How a forgotten Kurt Russell movie beat ‘Mission: Impossible’ at its own game by three decades
Whether it’s Tom Cruise scaling the Burj Khalifa in Ghost Protocol or breaking the Guinness World Record for ‘the most burning parachute jumps by an individual’ on the set of The Final Reckoning, the Mission: Impossible series has broken new ground again and again, with spectacular results.
One of the most suspenseful of these sequences takes place towards the end of 2023’s Mission: Impossible – Dead Reckoning, in which Cruise and Hayley Atwell’s characters are stuck in a train that is dangling off the edge of a mangled bridge, and they have to race through carriages while sliding downward, sometimes climbing hand-over-hand to get to the next one. By the end, they are clinging from fixtures on the walls and the ceiling with the open end of the carriage revealing the vast chasm below.
It’s hair-raising stuff, and exactly the sort of adrenaline rush that has made the series popular, despite containing dialogues that sound like they were generated by the first iteration of ChatGPT.
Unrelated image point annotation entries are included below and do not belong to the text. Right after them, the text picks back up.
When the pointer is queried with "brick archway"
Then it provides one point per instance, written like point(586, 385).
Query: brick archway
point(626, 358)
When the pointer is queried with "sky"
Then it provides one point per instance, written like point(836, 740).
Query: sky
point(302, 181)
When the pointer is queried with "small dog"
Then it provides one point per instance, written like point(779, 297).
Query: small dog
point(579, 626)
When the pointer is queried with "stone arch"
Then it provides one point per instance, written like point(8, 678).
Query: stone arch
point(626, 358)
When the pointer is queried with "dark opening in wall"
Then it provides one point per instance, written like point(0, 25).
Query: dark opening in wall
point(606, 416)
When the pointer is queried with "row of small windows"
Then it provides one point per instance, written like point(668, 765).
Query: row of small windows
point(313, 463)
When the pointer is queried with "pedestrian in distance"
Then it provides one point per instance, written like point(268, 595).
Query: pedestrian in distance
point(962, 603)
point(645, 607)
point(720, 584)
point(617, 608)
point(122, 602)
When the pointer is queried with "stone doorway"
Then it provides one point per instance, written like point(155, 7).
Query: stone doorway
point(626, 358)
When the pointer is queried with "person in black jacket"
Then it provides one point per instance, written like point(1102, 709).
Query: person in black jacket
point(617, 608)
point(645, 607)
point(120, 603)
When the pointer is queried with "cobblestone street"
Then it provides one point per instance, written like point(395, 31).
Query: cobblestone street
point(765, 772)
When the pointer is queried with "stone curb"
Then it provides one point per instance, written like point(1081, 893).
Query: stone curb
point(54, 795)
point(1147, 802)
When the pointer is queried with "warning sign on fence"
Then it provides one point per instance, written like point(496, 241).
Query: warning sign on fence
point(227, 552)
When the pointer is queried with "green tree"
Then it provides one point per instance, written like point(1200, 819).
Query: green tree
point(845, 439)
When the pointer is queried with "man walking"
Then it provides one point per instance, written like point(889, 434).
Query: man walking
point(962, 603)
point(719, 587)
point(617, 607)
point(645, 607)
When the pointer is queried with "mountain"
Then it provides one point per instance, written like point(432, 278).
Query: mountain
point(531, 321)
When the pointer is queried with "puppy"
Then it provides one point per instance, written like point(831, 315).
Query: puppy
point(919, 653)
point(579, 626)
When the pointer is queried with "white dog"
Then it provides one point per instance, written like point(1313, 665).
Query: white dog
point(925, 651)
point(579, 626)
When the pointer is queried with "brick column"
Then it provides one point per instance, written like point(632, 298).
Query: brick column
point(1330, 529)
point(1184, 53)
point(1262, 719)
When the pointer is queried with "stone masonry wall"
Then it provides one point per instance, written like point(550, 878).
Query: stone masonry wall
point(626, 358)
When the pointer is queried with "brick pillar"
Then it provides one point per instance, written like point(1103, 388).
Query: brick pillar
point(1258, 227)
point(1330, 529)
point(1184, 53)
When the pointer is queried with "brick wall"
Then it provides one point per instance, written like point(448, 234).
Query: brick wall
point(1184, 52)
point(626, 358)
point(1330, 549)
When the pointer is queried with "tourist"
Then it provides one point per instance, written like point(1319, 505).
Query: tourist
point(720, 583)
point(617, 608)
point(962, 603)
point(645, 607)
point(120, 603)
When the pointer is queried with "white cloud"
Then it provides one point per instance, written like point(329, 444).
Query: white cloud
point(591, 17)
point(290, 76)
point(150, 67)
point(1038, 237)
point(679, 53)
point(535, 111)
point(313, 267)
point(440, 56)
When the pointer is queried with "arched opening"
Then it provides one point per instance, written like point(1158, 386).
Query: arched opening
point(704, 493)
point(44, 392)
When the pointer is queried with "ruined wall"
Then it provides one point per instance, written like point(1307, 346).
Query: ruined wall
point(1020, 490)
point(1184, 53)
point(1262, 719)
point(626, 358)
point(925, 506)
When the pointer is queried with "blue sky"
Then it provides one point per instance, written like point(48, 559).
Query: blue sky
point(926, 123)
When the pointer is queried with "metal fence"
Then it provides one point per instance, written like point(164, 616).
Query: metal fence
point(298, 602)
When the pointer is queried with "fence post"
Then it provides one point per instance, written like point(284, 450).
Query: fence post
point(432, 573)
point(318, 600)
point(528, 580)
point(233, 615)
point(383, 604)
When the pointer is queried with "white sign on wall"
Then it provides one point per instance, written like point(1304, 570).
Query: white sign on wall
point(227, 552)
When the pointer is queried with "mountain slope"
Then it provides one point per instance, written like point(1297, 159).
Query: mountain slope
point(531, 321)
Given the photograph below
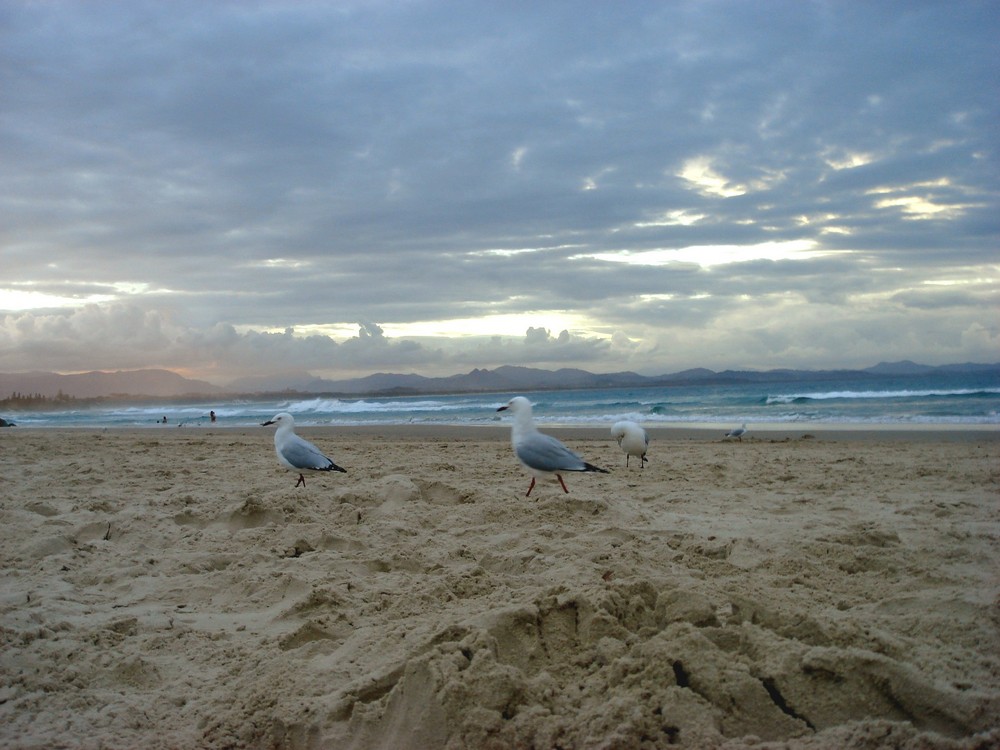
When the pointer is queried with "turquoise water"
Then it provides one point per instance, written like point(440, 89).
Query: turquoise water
point(935, 399)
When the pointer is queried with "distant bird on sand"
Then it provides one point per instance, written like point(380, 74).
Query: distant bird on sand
point(541, 454)
point(632, 439)
point(738, 432)
point(294, 452)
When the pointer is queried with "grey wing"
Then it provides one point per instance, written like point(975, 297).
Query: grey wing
point(304, 455)
point(545, 453)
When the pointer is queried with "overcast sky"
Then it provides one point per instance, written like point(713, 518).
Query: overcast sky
point(242, 188)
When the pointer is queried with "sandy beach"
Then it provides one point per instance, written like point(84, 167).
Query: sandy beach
point(172, 588)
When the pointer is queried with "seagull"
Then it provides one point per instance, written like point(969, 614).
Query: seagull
point(738, 432)
point(632, 439)
point(294, 452)
point(541, 454)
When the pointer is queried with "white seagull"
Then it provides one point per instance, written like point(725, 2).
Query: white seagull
point(738, 432)
point(632, 439)
point(294, 452)
point(540, 454)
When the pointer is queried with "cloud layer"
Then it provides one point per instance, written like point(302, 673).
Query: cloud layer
point(236, 188)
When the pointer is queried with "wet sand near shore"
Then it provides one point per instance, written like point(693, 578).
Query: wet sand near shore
point(804, 588)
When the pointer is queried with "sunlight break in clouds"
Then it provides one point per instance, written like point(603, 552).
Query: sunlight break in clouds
point(707, 181)
point(716, 255)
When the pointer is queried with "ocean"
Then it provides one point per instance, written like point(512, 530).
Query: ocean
point(936, 399)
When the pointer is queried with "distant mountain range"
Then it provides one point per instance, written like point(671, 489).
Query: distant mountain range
point(168, 384)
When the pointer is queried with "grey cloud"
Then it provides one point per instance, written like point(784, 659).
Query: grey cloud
point(281, 165)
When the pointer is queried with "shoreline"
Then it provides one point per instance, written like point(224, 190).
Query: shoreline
point(423, 599)
point(702, 432)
However, nearly 30 years before Dead Reckoning, a mid-budget Kurt Russell movie did a nearly identical sequence with a lot less CGI and a lot higher emotional stakes: allow me to introduce you to Breakdown, a 1997 thriller about a suburban couple who get stranded on a highway in the middle of the desert when their car breaks down.
There are many things that make this film superior to the Mission: Impossible franchise, where, for one thing, it preys on very pedestrian fears. After hitching a ride with a seemingly friendly truck driver to call for assistance, Russell’s wife, played by Kathleen Quinlan, is abducted and brutalised. With no one he can trust and stuck in the middle of nowhere, he is forced to hunt down her captors and try to rescue her, sans AI overlords or megalomaniacs seeking global annihilation.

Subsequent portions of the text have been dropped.